M&A is also an avenue for putting R&D into hyper drive.
As illustrated by some deals we saw in 2017 like Walmart acquiring Bonobos or Amazon picking up Whole Foods, these transactions allow companies to reach beyond their comfort zones.
“This is a pretty unprecedented time in retail sector. I think we’ll see more M&A and collaboration activity among retailers that you wouldn’t necessarily pair together,” Cohen said. “Retailers can benefit a lot from acquiring another company both from learning more about how successful companies operate and also being able to expand their client base.”
The early results
Ultimately, no matter what analysts say, how the year unfolds will be—as it always is—based on how the strategies from the last 365 days played out.
“This will be the year that retailers that have put in the legwork to adapt will either see the fruits of their labor or realize what they did wasn’t enough,” Cohen said.
And we started to see the dividends during November and December when spending topped expectations, Cohen said.
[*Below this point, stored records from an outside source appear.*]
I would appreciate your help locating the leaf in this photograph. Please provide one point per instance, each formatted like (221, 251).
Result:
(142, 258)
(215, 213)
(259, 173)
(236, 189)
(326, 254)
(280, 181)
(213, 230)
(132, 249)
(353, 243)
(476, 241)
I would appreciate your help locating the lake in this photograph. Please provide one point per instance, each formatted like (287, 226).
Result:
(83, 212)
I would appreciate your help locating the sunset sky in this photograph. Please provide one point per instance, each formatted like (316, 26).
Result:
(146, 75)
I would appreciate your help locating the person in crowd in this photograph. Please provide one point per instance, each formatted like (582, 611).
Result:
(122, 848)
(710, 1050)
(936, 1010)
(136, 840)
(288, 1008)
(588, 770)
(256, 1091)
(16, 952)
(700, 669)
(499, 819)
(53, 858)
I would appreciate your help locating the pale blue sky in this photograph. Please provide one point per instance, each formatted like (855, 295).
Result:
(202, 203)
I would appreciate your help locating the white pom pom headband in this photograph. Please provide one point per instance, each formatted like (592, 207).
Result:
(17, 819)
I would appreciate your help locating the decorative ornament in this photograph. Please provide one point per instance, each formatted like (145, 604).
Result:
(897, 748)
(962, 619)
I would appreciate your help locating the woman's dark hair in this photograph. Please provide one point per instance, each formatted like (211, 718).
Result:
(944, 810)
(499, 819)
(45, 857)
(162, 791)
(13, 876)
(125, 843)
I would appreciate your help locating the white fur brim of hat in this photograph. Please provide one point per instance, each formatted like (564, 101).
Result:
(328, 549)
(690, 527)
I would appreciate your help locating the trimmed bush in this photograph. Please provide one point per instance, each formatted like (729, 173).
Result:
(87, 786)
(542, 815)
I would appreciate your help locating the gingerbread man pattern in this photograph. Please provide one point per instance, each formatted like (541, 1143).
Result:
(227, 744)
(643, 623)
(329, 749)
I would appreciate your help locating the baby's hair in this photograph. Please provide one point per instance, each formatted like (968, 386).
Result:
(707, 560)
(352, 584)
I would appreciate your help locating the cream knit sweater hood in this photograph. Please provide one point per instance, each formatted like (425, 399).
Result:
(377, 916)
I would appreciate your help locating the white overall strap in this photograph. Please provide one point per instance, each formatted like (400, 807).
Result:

Not discounting the effect of the strong consumer confidence, she said the 4.9% growth in holiday spending was a reflection on retailers’ efforts throughout last year.
“To have year-on-year gains in holiday spending for these brick and mortar retailers that show really low spending last year compared to historical averages, there is something to be said for the implementation of a new strategy and the success of that strategy,” Cohen stated. “2018 will be the year of pay off or die off.”